AMD is a trademark of Advanced Micro Devices, Inc. Other product names used in this publication are for identification purposes only and may be trademarks of their respective companies.

Summary#

Buffer assignment in rocFFT is the work of coordinating the input and output buffers of each step in a rocFFT plan.

Observations#

Some observations can be made about the FFT planning and buffer assignment process:

Buffer assignment begins after the plan structure is decided. This means all of the node schemes, as well as input lengths and input/output strides are known.

Note that at this time, output lengths are not directly known.
The first child of any non-leaf node must read from its parent’s input, and the last child must write to its parent’s output.
The input of any other child node must be the same as the output of its preceding sibling.

There is one exception: a CS_KERNEL_CHIRP node is only used to populate the Bluestein temporary buffer, and can essentially be ignored during buffer processing as it does not actually read input.
The top-level node in the tree must read from the user-defined input buffer, and write to the user-defined output buffer. These buffers will be the same for in-place transforms.
When deciding buffer assignments for a node, only the output buffer for nodes besides the last requires actual decision making. The input buffer follows either from the top-level input, a preceding sibling, or a parent node’s input. The last node’s output must be the user-defined output.
During buffer assignment, some number of buffers are available. At minimum, we have the user input and output buffers (which may be the same for in-place transforms) whose sizes are defined by the user.

Zero or more temporary buffers may be needed, whose sizes are dynamic and can be as big as necessary for the transform to succeed.
Some choices of output buffers are clearly invalid. For example:
- Transpose nodes must always be out-of-place (i.e. input buffer cannot equal output buffer).
- Some internal kernels only support interleaved formats as their input or output. For example, the input of a copy-kernel (like COPY_CMPLX_TO_R or COPY_CMPLX_TO_HERM) must be interleaved.
- Internal temp buffers are allocated contigously, so they can be used on both planar and interlevead formats. This is not always true for user-provided buffers. An obvious example of this planar data: users typically create these using two buffers.
- A node cannot write data to a buffer if the buffer is too small for that data. This really only applies to user input/output buffers, as temp buffers are always made large enough.

Solution#

We implement a decision function that determines whether a buffer assignment is valid based on the observations above.

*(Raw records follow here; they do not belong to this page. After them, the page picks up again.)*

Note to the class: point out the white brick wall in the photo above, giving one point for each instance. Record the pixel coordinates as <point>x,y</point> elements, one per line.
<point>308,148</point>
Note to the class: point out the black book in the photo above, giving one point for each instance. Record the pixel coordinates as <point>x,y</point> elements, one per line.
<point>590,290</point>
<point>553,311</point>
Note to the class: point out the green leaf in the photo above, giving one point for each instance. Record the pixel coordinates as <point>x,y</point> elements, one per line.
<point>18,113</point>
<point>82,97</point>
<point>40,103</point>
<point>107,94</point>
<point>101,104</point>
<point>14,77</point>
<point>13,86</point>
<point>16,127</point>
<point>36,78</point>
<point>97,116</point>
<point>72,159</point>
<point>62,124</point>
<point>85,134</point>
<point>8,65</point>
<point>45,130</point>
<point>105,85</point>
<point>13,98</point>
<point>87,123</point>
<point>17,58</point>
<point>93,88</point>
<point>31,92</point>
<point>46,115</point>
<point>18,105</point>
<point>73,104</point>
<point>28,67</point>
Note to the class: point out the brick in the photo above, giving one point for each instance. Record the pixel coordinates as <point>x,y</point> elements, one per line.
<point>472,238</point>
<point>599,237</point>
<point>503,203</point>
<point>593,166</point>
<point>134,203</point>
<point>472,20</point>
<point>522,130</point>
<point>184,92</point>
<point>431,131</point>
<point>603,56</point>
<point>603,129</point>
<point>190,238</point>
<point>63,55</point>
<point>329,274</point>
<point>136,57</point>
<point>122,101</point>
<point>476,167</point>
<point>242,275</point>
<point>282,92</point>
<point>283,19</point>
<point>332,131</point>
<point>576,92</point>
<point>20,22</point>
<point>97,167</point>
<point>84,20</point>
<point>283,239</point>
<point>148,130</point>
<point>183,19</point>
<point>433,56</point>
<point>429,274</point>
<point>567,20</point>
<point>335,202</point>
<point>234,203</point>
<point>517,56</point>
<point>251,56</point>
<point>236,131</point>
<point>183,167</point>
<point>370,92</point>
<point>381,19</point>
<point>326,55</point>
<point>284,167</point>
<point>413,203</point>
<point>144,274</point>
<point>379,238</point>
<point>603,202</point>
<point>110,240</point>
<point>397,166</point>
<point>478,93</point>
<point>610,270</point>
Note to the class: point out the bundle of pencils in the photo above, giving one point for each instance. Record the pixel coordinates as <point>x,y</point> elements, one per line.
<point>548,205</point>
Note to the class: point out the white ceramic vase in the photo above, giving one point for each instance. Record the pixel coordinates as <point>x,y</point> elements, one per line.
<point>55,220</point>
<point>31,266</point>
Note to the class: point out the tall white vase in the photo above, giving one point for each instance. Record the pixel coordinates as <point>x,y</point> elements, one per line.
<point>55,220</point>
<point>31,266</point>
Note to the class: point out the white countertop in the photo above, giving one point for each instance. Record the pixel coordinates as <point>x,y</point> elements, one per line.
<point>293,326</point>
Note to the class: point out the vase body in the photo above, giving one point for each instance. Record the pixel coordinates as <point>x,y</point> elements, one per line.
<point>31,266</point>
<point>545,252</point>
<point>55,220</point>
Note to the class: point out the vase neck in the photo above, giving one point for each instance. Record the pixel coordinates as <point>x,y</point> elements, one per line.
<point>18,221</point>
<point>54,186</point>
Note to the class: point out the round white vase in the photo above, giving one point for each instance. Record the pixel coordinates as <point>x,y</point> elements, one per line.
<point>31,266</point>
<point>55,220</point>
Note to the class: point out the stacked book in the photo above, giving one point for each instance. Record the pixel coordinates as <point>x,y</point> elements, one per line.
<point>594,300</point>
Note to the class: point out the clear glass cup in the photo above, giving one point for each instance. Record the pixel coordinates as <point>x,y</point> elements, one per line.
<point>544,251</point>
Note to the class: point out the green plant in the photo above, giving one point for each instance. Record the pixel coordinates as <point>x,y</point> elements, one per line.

Buffer assignment should do an exhaustive search through the space of possible buffer assignments for the tree, calling the decision function for each potential choice. If we arrive at the end of the tree and all assignments are valid, then the buffer assignment operation is complete.

Returning the first valid buffer assignment found is a simple solution. However, not all valid buffer assignments are equal in terms of memory usage and/or performance: some buffer assignments allow more kernel fusions and/or use more inplace kernels. This implies that we should keep all valid assignment candidates in a list and subsequently return the “best” one.

The first pass of buffer assignment shall attempt to assign buffers starting with just the user input buffer (and output buffer, if distinct) and a Bluestein temp buffer (if the plan requires it), but without any other temp buffers.

If that first pass is not successful, we retry with one temp buffer added to the list of available buffers. If that is still not successful, we retry with a second temp buffer.

Implementation#

A Structure Storing A Try#

We store our current assignment try in a tree-like structure. We don’t assign to the tree-node directly since there could be many valid assignment paths for one plan. Once we determine the best assignment path from this tree, we fill the assignment back to the real tree-node.

struct PlacementTrace
{
    TreeNode* referedNode;
    Buffer inBuffer, outBuffer;
    ArrayType inArrayType, outArrayType;

    // each branch stands for a possible try on the next node
    vector<PlacementTrace*> branches;

    // a parent pointer to backtracing
    PlacementTrace* parent;

    // propagate these values from the root to leaves
    size_t numFusedNodes;
    size_t numInplace;
    size_t numTypwSwithching;
}

Exhaustive Search#

All possible assignments on each node are attempted. There are several limitations on each node that allow us to reject many illegal assignments and prevent the assignment tree from growing exponentially. For example, SBRC and transpose kernels can only be done using out-of-place buffers.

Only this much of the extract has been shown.